The good thing is it’s only 7ish days away. Not super fantasy land. We just need to get rid of these low heights around the lakes and move a stout high to our NE. This h5 is pretty darn close to a thumping though

image.thumb.png.debb3507a2e0b0482e52f005205d5ee4.png

This is a different longwave setup then the one you’re describing. We haven’t had this look much recently, it’s not that uncommon historically but it’s been virtually extinct lately.  But the TPV displaced in south central Canada will promote lower heights in the lakes and ridging to our northeast. And if we didn’t have a huge western ridge and a -NAO with a decently cold antecedent airmass that would be a death sentence which is what we’re used to lately.  But with a trough of that depth/longitude/axis we actually need that. Anything that forms down south would end up way OTS otherwise.

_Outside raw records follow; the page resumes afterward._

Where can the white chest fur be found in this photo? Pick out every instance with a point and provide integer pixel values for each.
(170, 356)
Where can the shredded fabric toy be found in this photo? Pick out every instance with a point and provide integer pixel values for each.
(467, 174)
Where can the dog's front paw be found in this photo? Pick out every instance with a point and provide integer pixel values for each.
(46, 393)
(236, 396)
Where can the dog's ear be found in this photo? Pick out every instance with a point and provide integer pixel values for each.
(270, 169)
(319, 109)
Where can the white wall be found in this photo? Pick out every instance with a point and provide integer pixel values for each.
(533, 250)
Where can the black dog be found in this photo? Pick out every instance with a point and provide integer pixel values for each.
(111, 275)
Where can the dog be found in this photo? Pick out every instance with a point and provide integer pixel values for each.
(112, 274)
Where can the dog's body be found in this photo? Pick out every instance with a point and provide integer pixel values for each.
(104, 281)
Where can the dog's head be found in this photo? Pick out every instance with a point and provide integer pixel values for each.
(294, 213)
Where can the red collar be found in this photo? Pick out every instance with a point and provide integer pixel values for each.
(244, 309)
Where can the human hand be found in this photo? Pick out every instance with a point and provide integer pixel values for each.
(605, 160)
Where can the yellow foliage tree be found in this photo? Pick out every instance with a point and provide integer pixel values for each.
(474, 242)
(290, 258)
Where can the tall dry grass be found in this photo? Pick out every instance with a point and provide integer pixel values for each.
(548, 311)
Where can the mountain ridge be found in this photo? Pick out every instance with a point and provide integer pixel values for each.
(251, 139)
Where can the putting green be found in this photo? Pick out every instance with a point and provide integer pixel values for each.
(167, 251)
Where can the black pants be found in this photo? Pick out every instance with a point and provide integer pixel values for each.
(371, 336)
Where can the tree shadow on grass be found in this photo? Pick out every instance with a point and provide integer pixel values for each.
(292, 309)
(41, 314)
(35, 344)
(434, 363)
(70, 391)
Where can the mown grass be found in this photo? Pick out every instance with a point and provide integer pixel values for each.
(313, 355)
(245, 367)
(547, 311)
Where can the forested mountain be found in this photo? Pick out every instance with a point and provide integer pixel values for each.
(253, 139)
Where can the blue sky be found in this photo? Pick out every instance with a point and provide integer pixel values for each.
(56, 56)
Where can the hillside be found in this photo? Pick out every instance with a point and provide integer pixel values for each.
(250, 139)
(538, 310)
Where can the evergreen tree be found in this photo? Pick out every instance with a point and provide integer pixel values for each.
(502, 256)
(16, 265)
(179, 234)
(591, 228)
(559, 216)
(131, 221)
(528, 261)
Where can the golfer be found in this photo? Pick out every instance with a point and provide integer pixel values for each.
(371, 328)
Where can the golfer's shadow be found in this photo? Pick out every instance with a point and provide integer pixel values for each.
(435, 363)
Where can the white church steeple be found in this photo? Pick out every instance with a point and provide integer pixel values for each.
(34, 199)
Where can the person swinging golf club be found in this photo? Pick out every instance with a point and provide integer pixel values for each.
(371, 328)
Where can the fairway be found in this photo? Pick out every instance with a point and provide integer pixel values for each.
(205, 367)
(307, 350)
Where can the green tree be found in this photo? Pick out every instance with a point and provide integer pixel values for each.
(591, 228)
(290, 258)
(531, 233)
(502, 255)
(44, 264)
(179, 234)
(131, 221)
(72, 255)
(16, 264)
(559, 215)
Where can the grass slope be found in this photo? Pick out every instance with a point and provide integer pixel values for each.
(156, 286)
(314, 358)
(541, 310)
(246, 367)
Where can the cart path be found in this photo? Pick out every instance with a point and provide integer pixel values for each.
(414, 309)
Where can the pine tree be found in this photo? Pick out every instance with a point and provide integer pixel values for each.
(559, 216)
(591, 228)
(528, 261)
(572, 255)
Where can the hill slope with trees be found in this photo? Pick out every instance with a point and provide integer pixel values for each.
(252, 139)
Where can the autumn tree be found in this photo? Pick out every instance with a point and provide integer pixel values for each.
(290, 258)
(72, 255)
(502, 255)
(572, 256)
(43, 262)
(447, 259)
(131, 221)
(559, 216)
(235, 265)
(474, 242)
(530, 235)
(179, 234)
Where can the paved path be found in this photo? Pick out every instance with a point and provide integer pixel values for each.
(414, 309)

That’s the kind of look where a storm runs the coast.  Us being the furthest west of the megalopolis actually is favorable here. These type setups were more common in the past and can leave eastern NE more susceptible to a flip sometimes if it takes an inside track. The key for us is the trough not going negative too early or trending further west. There was a high to our northeast. Weak but it’s there. The lakes low is behind the dominant southern wave and the coastal develops a closed mid level circulation before that should interfere. But that’s another detail we need. The northern stream needs to feed into the southern wave not the other way. If the NS is the dominant SW this won’t work.  Ideally if future runs trend towards a 50/50 low this goes from a very good look with MECS potential to a perfect HECS one but with the TPV in southern Canada that’s a tough ask as that’s going to promote ridging in front. But it also is going to dig the trough just to our west so it compensates for that issue some also.